I only heard the other day that Anne Rice legally pursued fanfic writers who used her characters, if I’m even getting that right. I’ve never read fanfic and don’t move in those communities so I didn’t know anything about it.
I was a teenager when I first picked up a ragged paperback copy of Interview With The Vampire, and it blew me away. Rice hadn’t published much else yet, and Interview hadn’t taken off yet, existing as it did for a few years as a sleeper.

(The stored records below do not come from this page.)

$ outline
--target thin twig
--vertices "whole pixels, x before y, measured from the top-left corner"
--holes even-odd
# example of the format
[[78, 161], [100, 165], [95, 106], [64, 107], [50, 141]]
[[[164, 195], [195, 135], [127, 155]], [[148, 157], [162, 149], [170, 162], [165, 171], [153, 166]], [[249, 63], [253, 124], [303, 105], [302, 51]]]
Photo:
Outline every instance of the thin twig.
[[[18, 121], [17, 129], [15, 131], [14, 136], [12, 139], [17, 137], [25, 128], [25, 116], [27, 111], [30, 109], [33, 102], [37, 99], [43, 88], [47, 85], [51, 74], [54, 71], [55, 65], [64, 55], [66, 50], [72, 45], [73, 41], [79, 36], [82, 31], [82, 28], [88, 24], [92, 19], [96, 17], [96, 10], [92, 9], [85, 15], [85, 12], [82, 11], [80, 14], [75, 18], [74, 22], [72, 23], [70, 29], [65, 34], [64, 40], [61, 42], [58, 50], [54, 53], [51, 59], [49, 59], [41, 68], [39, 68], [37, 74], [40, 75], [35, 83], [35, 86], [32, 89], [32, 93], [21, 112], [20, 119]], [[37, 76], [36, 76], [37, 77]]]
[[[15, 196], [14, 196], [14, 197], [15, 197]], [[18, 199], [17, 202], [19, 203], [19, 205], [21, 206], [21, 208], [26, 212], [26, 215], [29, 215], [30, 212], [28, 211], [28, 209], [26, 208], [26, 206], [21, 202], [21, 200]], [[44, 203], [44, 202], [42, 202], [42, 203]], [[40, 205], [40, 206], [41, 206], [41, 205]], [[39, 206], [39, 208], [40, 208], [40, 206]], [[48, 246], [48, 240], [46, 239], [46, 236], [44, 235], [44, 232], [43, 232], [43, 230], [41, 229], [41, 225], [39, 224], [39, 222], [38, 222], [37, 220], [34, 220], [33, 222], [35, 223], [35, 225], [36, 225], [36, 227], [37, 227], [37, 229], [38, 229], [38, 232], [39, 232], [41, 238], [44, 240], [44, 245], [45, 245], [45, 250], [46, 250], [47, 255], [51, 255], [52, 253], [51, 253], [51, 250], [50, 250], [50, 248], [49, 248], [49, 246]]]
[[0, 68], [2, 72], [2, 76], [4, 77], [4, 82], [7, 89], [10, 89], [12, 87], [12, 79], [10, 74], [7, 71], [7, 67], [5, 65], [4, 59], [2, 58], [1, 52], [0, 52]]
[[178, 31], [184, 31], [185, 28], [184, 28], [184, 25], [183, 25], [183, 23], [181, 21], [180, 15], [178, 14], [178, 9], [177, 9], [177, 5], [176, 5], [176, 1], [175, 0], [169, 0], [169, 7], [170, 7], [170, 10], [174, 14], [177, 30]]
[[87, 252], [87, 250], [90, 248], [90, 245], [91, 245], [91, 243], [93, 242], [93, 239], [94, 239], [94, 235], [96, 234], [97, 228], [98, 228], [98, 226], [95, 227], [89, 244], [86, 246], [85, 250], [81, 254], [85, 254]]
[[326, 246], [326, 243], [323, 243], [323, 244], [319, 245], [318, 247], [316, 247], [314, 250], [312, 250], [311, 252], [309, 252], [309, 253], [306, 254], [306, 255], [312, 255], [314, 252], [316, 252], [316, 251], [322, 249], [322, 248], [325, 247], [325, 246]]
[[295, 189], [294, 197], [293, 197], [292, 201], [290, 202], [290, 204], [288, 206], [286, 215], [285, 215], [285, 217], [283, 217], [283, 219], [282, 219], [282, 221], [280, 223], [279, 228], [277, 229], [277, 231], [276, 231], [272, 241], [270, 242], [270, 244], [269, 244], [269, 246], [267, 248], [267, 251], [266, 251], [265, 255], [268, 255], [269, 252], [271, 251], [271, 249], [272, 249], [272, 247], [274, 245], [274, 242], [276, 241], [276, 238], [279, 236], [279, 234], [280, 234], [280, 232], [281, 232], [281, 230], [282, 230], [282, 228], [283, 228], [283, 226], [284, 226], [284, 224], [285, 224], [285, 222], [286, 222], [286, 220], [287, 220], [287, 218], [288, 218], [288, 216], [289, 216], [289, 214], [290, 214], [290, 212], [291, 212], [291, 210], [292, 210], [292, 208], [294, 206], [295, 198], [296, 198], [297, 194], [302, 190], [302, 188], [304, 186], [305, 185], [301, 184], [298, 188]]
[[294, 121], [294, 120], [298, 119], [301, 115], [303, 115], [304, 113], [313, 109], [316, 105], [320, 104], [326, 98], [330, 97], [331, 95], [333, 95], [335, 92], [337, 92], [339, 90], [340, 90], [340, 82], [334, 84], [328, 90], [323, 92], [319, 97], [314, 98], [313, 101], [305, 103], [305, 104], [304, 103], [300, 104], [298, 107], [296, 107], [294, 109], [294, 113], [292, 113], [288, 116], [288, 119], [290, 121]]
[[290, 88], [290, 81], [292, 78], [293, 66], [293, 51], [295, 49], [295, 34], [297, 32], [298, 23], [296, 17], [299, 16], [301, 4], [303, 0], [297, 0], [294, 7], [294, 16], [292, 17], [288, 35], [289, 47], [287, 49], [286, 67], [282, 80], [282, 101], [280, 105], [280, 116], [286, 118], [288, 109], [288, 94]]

The queer kid in me immediately caught her metaphors and understood a lot of what she was writing beneath the surface. It’s probably impossible for young adults today to fully understand the impact of her work on people then who had to live in the shadows. We were stunned that she seemed to be writing directly to us. When we learned she had a gay son, the connection seemed all the more powerful.
For many years I devoured everything she wrote. Eventually, I got bored, understanding she was never going to be able to meet the expectations she set with Interview. And with the world changing, I guess I stopped needing her so much.
But I’ll never forgot the joy her first novels brought me, and I know many queer people my age and even somewhat younger feel the same way. And that’s without even beginning to acknowledge the huge impact she had on gothic horror writing, a genre that’s never appealed to me anyway. That’s not why I read Rice. I loved her for many other reasons, and I’m willing to forgive much because of that.